The biggest issue with the movie is that Lucas started in the middle. The original treatment was too long for one movie, so Lucas had it expanded into a trilogy. Looking at the story, he felt that part 1 and part 3 were not movies he could make. More drama, less action. At least, he knows his strengths, I guess. The issue is that there really isn't a lot of background information given beyond a quote at the beginning of the movie. It picks up with primary characters, Easy and Lightning, in Italy at the Negro airbase there. If you don't know your history, especially your race history, I could see this being rather confusing. I don't know if it's because I grew up in the south or if it's just that they don't cover this stuff in schools anywhere anymore, but we've had to have many conversations with our children about racism and the history related to it, because they haven't covered it in school. At any rate, a lot of the subtext behind what's going on is left to viewer knowledge. And, honestly, at this point, while we're still dealing with race issues and other hate issues in the US and the world, it should be common knowledge. Too bad it isn't.
The other weakness with the movie is something I don't know if it's a weakness or not. When Ang Lee made his version of the Hulk 10 years ago, there was much derision of Eric Bana's lack of acting ability. I didn't find it to be bad acting. I'm pretty sure the "woodeness" of Banner in Ang Lee's Hulk was a directing decision to show how emotionless Banner kept himself. How in control he had to always be. I've seen Bana in other movies, and his role in Hulk is the only time I've seen him so... flat, so I think it was a concious decision. Cuba Gooding, Jr. and Terrence Howard are the "star power" in Red Tails, and both of them are very deliberate, slow speakers in the movie. It's difficult to tell if this was purposeful or not. Both of them felt very flat to me, but it may be that this was an appropriate way to speak for black men in their positions that had to deal with white men. So... maybe, it was actually great acting, but, without knowing, it came off as bad acting on the parts of the two "names" in the movie.
However, they are both supporting characters, and the leads don't suffer from this issue. Both Easy and Lightning are strong characters and easy to like and engage with. The movie, really, focuses on the relationship between the two men with the war and race issues supporting what's going on. I didn't find any issues with the dialogue, which has been the major criticism of the movie. I think, with the assumption that Lucas was responsible for it. But he didn't write the script or do any of the writing.

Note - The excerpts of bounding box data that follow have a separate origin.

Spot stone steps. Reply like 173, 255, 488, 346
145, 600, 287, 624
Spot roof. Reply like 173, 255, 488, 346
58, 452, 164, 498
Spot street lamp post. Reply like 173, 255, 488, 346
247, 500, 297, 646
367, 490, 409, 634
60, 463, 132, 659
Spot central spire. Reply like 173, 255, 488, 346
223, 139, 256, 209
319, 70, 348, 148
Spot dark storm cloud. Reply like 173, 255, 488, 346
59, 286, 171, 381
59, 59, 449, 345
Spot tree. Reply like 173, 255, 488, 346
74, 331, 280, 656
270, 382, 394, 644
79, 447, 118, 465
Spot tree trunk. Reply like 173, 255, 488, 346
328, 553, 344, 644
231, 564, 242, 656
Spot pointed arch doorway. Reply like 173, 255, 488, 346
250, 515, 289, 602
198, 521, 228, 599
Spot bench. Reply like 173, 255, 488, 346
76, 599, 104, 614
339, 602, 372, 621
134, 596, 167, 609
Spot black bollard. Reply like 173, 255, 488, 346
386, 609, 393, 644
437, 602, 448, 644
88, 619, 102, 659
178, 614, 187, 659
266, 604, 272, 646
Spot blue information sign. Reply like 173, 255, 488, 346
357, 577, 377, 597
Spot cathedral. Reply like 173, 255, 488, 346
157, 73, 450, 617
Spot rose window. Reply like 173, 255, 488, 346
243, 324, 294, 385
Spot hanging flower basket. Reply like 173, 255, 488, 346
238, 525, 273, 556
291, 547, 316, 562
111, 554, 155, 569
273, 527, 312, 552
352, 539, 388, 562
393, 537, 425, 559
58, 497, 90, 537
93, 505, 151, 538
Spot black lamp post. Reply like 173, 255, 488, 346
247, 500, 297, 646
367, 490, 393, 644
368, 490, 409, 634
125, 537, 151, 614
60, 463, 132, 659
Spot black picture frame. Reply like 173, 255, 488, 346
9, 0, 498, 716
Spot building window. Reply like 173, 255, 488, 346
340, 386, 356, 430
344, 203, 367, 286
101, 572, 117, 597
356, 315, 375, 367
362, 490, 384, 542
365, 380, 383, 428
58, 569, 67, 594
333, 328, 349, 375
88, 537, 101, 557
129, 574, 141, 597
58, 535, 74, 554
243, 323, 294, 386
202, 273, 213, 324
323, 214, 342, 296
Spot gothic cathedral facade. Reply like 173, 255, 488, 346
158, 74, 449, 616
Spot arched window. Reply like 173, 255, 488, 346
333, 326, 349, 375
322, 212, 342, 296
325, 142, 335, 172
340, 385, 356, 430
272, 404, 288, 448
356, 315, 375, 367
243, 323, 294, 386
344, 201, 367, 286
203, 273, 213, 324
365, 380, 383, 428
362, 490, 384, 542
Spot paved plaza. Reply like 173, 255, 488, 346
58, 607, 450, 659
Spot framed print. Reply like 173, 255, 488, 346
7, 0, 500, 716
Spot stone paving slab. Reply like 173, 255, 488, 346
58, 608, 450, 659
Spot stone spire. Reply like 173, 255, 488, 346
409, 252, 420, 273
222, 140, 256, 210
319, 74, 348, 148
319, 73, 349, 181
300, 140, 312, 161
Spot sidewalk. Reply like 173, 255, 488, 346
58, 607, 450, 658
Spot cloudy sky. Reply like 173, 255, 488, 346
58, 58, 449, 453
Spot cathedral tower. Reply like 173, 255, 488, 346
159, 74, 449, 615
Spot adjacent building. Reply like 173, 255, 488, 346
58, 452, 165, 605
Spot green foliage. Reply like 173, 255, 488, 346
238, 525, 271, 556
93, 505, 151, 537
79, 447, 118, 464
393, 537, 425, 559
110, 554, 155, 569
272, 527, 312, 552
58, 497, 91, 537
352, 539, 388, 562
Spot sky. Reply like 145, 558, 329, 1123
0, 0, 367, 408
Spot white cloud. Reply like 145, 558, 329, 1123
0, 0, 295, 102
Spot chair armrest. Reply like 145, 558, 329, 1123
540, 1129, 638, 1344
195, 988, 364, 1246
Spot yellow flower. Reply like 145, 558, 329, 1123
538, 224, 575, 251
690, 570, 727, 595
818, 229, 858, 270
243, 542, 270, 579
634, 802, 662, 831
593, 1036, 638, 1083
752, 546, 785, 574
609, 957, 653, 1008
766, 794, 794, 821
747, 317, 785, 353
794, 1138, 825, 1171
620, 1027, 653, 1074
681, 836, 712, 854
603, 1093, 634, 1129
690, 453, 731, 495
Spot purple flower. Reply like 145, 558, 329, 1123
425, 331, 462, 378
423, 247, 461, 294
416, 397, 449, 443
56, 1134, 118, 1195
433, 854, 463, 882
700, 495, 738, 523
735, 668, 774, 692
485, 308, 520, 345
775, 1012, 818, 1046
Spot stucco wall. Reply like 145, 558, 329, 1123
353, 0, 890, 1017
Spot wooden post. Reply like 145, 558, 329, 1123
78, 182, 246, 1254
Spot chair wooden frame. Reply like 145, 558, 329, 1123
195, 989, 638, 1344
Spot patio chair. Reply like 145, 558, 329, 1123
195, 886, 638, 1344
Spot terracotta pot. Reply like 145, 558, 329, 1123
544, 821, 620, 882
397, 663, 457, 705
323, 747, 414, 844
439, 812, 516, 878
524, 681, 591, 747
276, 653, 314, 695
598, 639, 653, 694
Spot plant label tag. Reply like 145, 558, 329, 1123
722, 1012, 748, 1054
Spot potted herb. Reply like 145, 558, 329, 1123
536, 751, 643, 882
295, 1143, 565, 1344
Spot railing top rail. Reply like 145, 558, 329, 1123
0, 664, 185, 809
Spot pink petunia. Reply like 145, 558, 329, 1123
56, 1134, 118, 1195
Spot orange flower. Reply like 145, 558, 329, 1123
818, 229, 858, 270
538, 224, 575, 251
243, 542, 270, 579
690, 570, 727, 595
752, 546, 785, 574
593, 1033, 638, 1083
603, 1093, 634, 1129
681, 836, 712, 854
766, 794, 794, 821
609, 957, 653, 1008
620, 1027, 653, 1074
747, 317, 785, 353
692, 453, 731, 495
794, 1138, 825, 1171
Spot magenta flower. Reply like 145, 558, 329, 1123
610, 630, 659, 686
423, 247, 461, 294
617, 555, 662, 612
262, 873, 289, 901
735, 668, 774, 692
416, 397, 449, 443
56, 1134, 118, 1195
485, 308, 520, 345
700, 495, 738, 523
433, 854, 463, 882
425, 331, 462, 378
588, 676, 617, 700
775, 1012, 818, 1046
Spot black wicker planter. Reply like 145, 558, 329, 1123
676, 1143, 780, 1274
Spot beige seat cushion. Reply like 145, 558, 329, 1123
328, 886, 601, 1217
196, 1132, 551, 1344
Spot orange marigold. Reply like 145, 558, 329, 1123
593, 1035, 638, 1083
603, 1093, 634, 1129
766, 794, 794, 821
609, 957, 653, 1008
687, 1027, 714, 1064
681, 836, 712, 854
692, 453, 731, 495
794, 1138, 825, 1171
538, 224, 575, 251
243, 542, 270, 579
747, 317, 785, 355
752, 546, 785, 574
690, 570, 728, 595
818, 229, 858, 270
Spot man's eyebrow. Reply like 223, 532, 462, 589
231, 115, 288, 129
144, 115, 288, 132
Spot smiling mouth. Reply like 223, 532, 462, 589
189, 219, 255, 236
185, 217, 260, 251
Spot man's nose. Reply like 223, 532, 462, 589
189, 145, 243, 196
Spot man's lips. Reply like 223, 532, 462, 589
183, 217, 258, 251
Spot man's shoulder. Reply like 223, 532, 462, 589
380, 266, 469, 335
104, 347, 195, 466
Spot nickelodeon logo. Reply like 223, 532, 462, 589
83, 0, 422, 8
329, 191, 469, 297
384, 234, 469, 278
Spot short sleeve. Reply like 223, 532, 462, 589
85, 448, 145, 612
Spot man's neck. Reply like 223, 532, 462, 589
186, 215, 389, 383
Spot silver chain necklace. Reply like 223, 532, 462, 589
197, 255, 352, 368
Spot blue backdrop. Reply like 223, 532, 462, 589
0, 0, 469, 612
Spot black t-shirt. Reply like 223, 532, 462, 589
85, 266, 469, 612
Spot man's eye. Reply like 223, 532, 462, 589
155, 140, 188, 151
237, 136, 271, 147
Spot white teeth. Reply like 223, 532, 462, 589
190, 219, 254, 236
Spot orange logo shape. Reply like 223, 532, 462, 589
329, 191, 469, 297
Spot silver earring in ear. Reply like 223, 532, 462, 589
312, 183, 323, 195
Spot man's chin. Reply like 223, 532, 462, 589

To be clear, this is a movie that deserves to be seen. It's good. Good enough that I sat with my hands balled into fists almost throughout the entire movie with the tension of the action. That's not normal for me. But from the opening, and it opens with a combat sequence, I cared about the characters, and I didn't want anything bad to happen to them. No, it's not a "deep" film, but it's not meant to be. It's an action movie. Maybe that's the issue for a lot of people. So far, any movies that have dealt with race issues have all been dramas. All been "deep." As with writing, it keeps "black" movies a sub-genre. Black movies go in their special section just like books by black authors go in their special sections. It's just like sitting on the bus. Or drinking from the water fountain. Racism doesn't end while there are still distinctions, financial or not.